There have been a few theories, of course. Since we're swimming in iPhones and personal apps, what if our methods of measuring productivity are just off? Recent research put the kibosh on that idea. Or maybe the quality of American workers just isn't what it once was? Research nixed that one too. Maybe taxes and regulations are discouraging innovation — but the slowdown is everywhere: Canada, Britain, Japan, Germany, etc. Economist Robert Gordon theorizes that 20th Century technology gains — electricity, cars, washing machines, toilets, airplanes — were by their nature one-of-a-kind advances we won't ever repeat. Which is possible. But who can predict the future?
There is, however, another theory that more left-leaning economists like Jared Bernstein and Josh Bivens have been pushing. And this week it got a subtle boost from none other than Federal Reserve Chair Janet Yellen, in a speech she gave in Philadelphia.
There is some evidence that the deep recession had a long-lasting effect in depressing investment, research and development spending, and the start-up of new firms, and that these factors have, in turn, lowered productivity growth. With time, I expect this effect to ease in a stronger economy. I also see no obvious slowdown in the pace or the potential benefits of innovation in America, which likewise may bear fruit more readily in a stronger economy. [Yellen]
Where Yellen matches the thinking of left-wing economists is on the "long-lasting effect" of the Great Recession and the possibility that innovation will return with a stronger economy. Because a strong economy has one key characteristic: It's really hard for businesses to find enough workers.
Think about it: When the economy is strong, jobs are plentiful. And when jobs are plentiful, companies live in terror of losing their workers to competitors that will pay them more. So businesses have to constantly invest in new capital, labor-saving technology, and research and development in order to do more with the dwindling supply of workers they can afford. But crucially this only holds true when the ratio of job seekers to openings is one-to-one.
Right now there are 1.4 seekers for every job — meaning it's workers, not businesses, who are terrified. That means workers aren't demanding higher wages, which means businesses can maintain a profit by squeezing their employees with depressed wages rather than boosting productivity. Plus, in a depressed economy, borrowing is cheap and interest rates are low because there's lots of excess money floating around. That allows unproductive companies to roll over cheap loans and extend their lives.
When Vox editor Ezra Klein looked at the productivity mystery, he concluded new technological advances are happening, but they just aren't changing the way we work, specifically. The tech is there, but it's not diffusing through the market. The lack of enough jobs for everyone is probably why: Businesses aren't creating, learning, or adopting new technologies simply because they don't have to in order to stay profitable.
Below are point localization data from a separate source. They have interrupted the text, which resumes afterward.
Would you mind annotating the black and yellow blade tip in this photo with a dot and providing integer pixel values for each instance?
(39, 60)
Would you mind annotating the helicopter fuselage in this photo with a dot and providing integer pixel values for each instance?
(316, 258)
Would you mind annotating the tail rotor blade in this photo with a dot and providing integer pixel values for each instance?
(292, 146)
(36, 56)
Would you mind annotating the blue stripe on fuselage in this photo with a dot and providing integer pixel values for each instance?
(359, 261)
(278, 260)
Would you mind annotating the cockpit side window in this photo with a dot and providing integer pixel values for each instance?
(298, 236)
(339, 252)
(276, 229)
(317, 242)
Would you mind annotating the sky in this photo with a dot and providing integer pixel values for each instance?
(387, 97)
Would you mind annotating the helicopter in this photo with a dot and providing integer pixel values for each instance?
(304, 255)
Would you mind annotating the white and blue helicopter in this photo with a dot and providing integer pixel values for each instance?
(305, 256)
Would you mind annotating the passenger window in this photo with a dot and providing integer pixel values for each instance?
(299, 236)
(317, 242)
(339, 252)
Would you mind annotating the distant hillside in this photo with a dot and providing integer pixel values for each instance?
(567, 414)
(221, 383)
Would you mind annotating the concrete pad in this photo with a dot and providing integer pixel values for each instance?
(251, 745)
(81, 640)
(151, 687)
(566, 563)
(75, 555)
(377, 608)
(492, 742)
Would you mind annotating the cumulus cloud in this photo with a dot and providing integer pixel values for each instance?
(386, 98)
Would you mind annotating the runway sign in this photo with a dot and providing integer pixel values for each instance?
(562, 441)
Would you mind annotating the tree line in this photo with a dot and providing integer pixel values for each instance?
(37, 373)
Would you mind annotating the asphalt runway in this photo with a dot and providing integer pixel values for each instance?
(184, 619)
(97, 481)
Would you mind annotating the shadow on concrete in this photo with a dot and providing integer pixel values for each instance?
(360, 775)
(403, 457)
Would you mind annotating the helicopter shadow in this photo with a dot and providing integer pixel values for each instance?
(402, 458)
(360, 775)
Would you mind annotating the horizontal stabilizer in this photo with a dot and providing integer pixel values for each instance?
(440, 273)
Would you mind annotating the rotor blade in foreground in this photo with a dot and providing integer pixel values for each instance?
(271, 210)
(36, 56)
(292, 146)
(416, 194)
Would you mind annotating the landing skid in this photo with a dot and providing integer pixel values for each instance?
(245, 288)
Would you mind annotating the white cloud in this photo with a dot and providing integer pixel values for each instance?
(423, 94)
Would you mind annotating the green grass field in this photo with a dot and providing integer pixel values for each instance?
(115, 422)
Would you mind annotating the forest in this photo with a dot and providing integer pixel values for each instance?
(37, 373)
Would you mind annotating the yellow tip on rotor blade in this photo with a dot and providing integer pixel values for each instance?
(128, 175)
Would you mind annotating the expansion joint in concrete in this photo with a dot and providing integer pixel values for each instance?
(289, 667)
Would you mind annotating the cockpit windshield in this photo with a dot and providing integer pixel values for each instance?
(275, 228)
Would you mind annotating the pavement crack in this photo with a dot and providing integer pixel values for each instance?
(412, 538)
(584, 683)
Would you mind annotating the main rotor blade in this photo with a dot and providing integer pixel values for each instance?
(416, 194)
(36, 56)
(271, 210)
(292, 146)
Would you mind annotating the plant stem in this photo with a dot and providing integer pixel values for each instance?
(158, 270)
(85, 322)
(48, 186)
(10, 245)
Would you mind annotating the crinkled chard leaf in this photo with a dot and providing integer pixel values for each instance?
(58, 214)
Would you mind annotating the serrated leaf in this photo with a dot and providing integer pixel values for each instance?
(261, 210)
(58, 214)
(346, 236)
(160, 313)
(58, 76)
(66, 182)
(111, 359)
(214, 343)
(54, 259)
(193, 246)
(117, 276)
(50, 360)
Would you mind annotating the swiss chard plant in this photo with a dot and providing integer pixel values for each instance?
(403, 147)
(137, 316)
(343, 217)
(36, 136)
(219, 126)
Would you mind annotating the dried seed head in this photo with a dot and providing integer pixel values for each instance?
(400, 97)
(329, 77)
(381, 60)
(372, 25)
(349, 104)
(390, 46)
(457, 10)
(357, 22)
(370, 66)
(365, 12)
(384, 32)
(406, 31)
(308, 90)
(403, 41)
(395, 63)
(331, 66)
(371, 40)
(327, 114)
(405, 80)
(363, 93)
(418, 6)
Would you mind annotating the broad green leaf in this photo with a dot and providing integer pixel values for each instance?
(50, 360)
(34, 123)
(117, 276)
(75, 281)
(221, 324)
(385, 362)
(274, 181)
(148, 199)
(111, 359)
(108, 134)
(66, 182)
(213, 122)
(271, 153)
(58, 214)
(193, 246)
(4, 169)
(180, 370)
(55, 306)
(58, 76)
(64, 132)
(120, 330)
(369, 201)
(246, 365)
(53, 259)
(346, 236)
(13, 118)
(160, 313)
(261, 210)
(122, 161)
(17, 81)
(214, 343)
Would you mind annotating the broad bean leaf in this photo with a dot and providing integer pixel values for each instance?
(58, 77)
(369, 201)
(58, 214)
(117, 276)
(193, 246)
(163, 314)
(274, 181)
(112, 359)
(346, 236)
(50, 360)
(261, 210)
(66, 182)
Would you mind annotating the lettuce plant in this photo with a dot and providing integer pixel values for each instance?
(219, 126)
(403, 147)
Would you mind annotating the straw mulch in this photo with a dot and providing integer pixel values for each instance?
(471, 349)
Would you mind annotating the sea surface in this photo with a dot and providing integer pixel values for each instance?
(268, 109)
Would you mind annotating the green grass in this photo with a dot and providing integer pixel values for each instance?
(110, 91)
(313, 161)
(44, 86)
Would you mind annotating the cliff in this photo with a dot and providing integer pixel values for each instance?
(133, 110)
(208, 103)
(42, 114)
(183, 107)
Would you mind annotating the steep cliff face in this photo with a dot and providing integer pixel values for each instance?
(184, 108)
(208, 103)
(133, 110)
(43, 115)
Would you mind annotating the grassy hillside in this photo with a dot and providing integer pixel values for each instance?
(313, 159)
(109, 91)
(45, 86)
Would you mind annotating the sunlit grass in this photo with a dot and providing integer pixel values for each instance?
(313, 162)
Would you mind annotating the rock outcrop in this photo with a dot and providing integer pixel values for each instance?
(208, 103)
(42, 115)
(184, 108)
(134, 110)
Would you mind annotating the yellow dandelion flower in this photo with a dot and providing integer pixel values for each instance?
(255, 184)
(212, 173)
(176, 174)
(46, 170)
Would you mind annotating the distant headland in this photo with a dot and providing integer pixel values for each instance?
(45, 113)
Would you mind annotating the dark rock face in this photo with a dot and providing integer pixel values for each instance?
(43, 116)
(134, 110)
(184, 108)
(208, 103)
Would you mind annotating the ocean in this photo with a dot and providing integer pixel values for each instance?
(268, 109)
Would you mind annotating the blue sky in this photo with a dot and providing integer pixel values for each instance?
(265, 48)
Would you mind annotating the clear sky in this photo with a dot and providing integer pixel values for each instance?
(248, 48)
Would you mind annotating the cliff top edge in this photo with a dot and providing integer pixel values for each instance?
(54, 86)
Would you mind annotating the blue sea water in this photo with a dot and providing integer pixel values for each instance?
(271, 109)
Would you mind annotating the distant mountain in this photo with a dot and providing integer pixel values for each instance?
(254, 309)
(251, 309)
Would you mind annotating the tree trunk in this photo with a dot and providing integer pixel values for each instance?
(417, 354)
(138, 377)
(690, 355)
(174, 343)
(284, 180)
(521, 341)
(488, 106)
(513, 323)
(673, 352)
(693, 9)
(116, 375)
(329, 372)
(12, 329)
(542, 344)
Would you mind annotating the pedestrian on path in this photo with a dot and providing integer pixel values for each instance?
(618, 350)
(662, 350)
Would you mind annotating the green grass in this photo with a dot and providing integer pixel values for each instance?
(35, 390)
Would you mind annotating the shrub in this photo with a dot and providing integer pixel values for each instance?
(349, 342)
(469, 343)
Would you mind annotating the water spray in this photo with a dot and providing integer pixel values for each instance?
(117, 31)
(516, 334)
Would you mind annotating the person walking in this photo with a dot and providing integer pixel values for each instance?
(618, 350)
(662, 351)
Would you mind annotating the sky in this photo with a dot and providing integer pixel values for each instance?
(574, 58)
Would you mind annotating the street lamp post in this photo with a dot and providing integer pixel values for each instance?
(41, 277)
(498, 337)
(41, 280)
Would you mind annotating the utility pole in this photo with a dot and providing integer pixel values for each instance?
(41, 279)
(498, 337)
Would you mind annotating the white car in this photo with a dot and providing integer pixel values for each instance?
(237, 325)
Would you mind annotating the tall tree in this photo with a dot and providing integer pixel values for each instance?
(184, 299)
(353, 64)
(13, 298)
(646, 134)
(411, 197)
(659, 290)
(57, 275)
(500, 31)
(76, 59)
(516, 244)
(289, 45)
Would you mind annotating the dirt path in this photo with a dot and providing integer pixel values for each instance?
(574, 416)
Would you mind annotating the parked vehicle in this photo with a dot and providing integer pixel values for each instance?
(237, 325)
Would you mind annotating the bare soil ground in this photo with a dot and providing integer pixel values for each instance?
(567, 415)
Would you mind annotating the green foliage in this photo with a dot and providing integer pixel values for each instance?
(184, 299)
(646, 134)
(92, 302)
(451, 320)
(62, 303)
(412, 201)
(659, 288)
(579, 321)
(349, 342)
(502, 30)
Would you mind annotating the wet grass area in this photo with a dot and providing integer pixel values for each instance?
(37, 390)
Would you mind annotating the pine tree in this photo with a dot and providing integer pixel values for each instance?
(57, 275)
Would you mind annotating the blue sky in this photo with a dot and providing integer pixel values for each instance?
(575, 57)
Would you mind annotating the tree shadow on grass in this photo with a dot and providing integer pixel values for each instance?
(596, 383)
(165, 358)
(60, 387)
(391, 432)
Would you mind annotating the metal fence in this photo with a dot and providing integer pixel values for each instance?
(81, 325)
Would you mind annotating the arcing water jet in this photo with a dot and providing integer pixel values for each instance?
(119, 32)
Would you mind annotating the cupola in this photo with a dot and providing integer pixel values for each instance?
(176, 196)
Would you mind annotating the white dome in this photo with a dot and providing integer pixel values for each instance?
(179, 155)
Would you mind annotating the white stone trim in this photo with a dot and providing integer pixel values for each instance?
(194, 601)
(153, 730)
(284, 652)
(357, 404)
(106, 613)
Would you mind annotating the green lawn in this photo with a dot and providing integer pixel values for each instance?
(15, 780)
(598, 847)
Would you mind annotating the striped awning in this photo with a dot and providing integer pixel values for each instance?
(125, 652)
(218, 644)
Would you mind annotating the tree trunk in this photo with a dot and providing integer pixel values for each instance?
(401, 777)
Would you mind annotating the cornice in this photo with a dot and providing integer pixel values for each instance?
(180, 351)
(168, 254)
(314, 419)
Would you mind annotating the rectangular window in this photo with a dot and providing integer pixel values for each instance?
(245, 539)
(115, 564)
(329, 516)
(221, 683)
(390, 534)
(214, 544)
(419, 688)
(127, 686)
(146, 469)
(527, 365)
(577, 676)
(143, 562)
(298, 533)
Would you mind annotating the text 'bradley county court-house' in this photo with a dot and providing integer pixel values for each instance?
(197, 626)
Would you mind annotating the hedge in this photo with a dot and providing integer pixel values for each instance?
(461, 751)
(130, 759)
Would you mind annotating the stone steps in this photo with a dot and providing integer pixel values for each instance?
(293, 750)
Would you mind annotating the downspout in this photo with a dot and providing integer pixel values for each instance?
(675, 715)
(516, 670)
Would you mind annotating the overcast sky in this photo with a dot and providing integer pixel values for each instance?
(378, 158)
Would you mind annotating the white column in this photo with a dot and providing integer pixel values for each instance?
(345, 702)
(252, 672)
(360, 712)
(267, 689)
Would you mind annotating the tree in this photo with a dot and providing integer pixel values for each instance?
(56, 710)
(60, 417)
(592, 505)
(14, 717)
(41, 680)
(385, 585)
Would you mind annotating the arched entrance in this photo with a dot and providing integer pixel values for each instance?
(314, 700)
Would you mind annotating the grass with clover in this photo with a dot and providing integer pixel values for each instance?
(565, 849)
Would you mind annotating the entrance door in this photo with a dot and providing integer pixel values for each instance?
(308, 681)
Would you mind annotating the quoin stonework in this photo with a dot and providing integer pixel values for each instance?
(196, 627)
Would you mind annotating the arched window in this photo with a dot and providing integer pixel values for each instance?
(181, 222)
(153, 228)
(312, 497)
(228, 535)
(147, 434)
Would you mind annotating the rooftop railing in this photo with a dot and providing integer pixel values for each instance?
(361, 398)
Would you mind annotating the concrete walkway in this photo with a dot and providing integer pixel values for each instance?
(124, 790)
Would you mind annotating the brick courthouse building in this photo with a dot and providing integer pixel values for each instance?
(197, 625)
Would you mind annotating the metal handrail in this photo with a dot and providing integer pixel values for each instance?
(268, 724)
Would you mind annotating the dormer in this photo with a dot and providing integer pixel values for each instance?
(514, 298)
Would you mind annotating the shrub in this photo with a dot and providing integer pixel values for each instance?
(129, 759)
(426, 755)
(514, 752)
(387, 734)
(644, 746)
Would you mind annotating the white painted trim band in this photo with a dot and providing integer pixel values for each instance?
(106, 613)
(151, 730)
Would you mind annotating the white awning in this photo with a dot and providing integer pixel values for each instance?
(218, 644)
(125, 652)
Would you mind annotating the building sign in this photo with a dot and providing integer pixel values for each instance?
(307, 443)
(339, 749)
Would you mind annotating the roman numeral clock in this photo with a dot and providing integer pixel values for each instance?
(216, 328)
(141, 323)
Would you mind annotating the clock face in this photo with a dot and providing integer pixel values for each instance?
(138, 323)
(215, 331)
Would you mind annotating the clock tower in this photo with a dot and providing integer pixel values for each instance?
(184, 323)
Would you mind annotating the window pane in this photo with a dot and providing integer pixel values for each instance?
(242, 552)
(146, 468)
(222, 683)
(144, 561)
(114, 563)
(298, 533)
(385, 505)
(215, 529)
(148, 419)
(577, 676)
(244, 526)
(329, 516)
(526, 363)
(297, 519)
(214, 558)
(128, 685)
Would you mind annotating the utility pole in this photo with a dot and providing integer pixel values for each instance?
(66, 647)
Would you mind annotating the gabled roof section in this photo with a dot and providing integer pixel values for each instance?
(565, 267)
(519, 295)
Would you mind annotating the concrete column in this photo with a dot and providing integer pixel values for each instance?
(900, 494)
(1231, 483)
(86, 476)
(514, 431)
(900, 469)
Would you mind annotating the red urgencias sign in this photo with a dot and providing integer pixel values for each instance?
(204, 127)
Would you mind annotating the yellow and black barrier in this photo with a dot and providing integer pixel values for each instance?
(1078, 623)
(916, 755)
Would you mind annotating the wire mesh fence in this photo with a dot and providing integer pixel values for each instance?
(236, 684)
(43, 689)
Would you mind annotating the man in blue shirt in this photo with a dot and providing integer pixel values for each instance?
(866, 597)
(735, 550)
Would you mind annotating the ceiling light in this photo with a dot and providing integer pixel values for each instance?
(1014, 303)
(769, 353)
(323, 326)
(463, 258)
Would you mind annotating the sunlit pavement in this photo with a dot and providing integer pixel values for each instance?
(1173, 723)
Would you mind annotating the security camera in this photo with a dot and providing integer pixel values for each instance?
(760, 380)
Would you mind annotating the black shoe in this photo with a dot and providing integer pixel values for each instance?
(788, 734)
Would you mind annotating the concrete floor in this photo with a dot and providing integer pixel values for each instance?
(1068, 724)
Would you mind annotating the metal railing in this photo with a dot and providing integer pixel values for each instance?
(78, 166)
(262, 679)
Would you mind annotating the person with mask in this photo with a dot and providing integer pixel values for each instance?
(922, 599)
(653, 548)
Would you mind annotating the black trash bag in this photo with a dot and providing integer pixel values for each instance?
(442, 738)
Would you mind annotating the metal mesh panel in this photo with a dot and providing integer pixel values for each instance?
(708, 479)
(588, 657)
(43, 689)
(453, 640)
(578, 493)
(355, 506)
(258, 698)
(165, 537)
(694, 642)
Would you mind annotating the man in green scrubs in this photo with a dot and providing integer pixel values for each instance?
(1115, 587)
As it turns out, the last time the job seekers-to-openings neared the 1-to-1 ratio was in that late '90s economic and innovation boom. The data doesn't go back before that, but we have other measures showing the only other time jobs were similarly plentiful was back in the mid-century, up to the mid-'70s, which roughly matches up with rising productivity.
Basically, the economy has gone through long periods over the last few decades when there's more available workers than available jobs. When that happens, businesses get lazy.